Western ways of knowing, curriculum, and pedagogy have a history of breaking things into smaller and smaller parts which fuels the impulse in education toward disintegration; taking the whole of life and fracturing it into pieces. For instance, curriculum writers—professionals who map out the day to day instructional activities of teachers and students—have at times “written” teachers out of the craft of teaching. What has been dubbed “teacher-proof” curriculum is built on the promise that following a prescribed script will efficiently transfer abstracted forms of knowledge—subject matter—through the teacher, into the minds of learners. The teacher, under such a model, becomes one more piece in a linear system of knowing to be moved around for the purpose of accomplishing strategic outcomes and performance goals. In 21st century schools, many critics of testing, accountability, and standards chafe against the ways that assessments, if improperly applied, tend to reduce the wholeness of the learner into numeric indicators to be tracked and managed.

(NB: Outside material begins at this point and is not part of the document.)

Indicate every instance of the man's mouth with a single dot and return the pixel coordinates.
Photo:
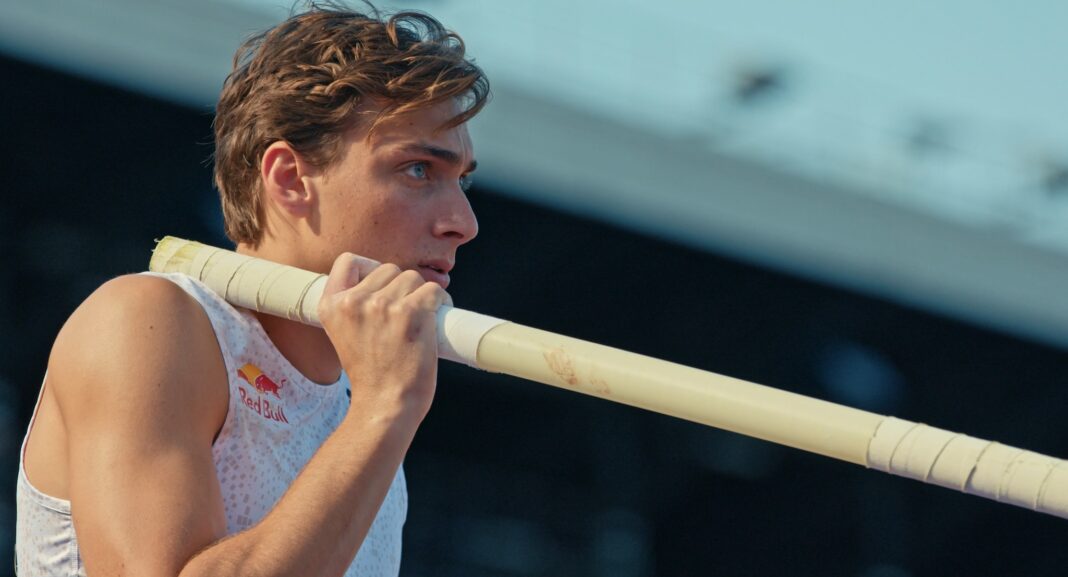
(436, 271)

Data and the patterns that can be discerned over time are an important tool for educators hoping to make the most efficacious instructional choices for their students. Numbers can answer the question, “what does this student need right now to enhance their learning?” Yet when employed too regularly, or without taking time to reconnect with the wholeness of life and the learning task, it becomes easy to lose track on the unified whole of the world, which puts the teacher and student in opposition to each other. According to the quantum physicist Richard Feynman the danger of focusing on the narrow and particular story, one goal of data, is to lose the essence of the larger story: “The internal machinery of life, the chemistry of the parts, is something beautiful. And it turns out that all life is interconnected with all other life.” The fullness of learning occurs when teacher, student, and text are in dialogue with each other, each with a distinct voice to contribute to the conversation and living into the process of being connected, of being fully human.
What would teaching and learning spaces look like if measures of wholeness, integration, and interconnectedness were the indicators of success in schools? Imagine if pay for performance was anchored around the degree to which a teacher puts the world back together for students, re-connecting learners with the immensity and interconnected nature of reality. What if teaching was an act of integration rather than disaggregation?